Ketika tahun 1998 Indonesia menyepakati Ilmu Keolahragaan sebagai
ilmu yang mandiri, setahun berikutnya sayapun dipanggil untuk memperkuat
ilmu baru tersebut. Tentu, dengan filsafat sebagai "core" saya. Di
antara keresahan eksistensial saya (waduhh :D) di tempat itu, saya tentu
mulai mencari tahu tanpa satupun teman yang menjadi guide. Eh, ralat,
ada teman sih, namanya "buku KDI-Keolahragaan" yang terbit tahun 2000.
Setelah baca-baca sekilas, saya baru memahami mengapa orang filsafat kok
dicari2 oleh Fakultas Ilmu Keolahragaan Unesa (yang pada saat itu masih
Fakultas Pendidikan Olahraga dan Kesehatan IKIP Negeri Surabaya).
Sampai
tahun 2001, eksistensi (dan apalagi self-confident serta self-efficacy)
saya masih belum sepenuhnya ter-charge dengan sempurna. Kerjaan saya
mengajar, pulang. Itu aja tiap harinya. Hampir2 ngenes karena tidak tahu
apa yang bisa kukontribusikan ke lembaga FIK khususnya, dan negeri ini
umumnya dalam kaitannya dengan kapasitas saya sebagai orang filsafat di
tengah2 belantara orang2 olahraga. Sekretaris Jurusan di mana saya
mengabdi waktu itupun saat kukonsultasikan ke beliau, hanya manggut2
tidak "ngeh" dengan keluh kesah model saya. Hehe.. Satu orang kolega di
kampus (sekarang sudah almarhum) yang kemudian "memanfaatkan" saya, dari
situ saya perlahan2 mulai percaya diri.
Tahun 2001 -
2003 saya kuliah S2 di UGM. Dari jauh, saya melihat FIK Unesa dengan
kacamata baru. Setidaknya saat itu saya mulai mengambil posisi "aku
filsafat, aku dibutuhkan" meskipun masih belum optimal keteguhan sikap
dan posisi saya itu. Dari keahlian komputer yang waktu itu di FIK masih
cukup langka, saya mulai dikenal orang2 FIK. Bahkan sampai dipercaya
membuat dan mengelola website.

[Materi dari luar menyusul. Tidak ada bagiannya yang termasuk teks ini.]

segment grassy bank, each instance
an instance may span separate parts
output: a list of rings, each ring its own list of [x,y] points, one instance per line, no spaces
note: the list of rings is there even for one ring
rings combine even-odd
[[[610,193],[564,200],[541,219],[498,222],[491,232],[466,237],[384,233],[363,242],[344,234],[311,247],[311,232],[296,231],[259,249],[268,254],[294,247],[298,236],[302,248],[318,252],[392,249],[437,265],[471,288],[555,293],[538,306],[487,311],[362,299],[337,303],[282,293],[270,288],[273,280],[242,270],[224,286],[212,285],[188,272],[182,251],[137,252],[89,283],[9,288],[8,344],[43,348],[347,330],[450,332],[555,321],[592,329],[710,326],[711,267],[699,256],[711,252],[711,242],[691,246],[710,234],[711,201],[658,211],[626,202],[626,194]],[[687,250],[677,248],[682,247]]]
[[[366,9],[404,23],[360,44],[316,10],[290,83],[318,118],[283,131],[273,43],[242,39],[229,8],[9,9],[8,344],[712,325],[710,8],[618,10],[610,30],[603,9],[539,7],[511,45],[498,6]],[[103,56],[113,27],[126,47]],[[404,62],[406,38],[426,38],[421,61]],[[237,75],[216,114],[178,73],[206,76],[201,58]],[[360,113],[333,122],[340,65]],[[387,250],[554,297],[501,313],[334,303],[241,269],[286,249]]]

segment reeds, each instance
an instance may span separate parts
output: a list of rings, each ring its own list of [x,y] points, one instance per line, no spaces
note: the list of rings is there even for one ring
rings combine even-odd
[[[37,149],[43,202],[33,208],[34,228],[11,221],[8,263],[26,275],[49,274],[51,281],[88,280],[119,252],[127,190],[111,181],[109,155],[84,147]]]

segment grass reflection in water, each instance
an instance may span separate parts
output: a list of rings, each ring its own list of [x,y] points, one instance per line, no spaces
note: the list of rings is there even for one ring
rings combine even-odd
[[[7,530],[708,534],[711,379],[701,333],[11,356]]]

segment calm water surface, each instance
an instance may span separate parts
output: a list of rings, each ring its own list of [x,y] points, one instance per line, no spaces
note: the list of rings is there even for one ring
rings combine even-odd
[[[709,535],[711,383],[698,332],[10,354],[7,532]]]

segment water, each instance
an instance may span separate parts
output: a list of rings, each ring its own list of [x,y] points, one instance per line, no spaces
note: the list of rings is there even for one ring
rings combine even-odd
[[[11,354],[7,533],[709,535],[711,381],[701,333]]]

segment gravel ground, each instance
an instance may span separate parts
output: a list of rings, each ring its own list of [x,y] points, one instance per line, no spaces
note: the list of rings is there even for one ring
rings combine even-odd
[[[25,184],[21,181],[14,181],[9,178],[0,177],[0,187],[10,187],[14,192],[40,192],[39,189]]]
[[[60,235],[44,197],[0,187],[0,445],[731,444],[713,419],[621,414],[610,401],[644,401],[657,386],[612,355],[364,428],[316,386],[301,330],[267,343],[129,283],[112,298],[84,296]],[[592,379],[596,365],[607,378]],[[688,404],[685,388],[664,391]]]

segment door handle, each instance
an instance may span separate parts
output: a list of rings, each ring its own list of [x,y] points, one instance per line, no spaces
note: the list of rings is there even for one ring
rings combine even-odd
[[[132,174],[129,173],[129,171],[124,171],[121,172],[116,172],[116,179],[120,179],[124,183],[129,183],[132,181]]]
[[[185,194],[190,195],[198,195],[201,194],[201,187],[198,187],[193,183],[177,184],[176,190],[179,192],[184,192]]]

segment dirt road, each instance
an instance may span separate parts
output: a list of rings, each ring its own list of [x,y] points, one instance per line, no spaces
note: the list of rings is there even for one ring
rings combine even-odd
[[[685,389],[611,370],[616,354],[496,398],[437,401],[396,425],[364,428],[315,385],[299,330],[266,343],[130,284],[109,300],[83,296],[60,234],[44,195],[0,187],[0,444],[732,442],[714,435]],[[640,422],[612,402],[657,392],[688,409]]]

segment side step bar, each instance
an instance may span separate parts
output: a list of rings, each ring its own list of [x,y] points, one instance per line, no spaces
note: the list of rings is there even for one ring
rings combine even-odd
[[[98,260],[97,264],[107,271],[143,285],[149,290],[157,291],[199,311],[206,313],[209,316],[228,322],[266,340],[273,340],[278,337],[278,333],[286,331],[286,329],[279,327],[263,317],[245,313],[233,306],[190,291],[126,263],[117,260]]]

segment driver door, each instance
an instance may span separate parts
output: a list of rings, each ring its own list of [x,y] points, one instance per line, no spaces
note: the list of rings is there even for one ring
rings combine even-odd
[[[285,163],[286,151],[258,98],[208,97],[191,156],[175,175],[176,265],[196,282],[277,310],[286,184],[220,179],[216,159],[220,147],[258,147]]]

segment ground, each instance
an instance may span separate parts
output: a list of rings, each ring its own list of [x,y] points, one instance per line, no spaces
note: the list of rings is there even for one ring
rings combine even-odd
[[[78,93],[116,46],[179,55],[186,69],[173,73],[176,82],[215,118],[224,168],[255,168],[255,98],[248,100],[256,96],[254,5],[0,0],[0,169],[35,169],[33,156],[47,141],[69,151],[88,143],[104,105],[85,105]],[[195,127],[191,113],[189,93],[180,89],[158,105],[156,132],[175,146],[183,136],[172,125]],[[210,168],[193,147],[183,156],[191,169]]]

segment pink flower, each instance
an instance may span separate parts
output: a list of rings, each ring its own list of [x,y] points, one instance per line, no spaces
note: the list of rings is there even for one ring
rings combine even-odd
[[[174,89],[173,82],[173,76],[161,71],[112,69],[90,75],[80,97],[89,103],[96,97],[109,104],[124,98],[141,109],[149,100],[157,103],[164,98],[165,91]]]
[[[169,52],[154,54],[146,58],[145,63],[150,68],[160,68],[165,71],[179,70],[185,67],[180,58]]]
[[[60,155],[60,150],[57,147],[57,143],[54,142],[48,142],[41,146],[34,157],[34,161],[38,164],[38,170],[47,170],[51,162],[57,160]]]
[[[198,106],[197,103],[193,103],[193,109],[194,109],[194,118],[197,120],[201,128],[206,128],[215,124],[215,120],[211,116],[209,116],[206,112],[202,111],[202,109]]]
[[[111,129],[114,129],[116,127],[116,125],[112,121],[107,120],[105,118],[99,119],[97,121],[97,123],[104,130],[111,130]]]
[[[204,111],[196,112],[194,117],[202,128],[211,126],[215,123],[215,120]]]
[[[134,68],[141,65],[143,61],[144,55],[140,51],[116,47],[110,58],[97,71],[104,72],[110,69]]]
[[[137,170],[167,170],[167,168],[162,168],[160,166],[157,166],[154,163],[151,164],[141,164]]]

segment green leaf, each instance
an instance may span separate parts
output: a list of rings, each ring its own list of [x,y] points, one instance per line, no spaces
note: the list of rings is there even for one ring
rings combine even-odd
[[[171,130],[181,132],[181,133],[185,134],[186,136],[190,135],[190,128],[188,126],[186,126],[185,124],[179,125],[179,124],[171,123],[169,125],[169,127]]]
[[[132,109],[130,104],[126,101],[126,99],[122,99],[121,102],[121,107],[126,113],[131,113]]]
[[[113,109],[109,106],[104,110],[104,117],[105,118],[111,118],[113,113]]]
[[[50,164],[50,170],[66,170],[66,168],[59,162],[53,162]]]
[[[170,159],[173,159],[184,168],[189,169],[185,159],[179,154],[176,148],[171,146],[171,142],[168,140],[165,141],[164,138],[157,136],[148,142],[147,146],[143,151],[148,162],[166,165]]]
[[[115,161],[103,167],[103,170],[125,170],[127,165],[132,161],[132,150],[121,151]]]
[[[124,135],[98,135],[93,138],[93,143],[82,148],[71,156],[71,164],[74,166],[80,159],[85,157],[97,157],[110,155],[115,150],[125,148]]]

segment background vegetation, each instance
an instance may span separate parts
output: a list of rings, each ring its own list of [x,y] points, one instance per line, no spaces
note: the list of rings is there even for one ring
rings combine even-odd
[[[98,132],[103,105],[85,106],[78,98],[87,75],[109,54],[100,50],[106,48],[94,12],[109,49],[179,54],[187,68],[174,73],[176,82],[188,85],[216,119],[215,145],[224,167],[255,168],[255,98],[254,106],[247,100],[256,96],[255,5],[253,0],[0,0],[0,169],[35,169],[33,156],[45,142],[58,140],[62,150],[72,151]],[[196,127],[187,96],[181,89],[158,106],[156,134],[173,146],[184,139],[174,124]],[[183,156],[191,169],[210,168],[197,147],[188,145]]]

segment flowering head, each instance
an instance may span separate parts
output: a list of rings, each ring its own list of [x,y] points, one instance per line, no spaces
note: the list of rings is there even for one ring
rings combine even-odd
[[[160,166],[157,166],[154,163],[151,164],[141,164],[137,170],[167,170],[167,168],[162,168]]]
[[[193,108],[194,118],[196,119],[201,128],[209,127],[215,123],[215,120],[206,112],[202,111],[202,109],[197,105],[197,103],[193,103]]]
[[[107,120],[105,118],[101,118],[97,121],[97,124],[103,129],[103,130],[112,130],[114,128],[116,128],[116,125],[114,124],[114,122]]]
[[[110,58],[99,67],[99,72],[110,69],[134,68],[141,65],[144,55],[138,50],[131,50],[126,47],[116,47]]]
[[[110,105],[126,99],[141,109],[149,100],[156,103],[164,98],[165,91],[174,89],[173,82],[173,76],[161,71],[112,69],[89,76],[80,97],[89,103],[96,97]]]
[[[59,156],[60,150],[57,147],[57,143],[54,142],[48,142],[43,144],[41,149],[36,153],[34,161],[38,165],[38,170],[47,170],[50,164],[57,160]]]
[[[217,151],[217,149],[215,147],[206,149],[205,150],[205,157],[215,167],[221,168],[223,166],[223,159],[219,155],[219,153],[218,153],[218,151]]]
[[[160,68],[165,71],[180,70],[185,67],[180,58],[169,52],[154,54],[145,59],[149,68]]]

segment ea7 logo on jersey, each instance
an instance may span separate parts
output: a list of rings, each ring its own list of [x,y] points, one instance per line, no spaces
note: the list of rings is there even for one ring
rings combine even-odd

Hehe.. Percaya diri saya tambah gede.
Lalu,
sayapun menulis buku. Filsafat Olahraga judulnya. Belum bergema sih,
tetapi eksistensi saya sudah mantap di FIK. Siapa yang paling tahu
filsafat olahraga, setidaknya di Unesa, sayalah orangnya. kata mereka
begitu. Padahal saya masih merasa sebagai bayi yang tidak pernah
disusui, tetapi harus segera dewasa.
Tiba-tiba tahun
2006 buku saya ke-4 tembus penghargaan nasional. Tentang Filsafat Ilmu.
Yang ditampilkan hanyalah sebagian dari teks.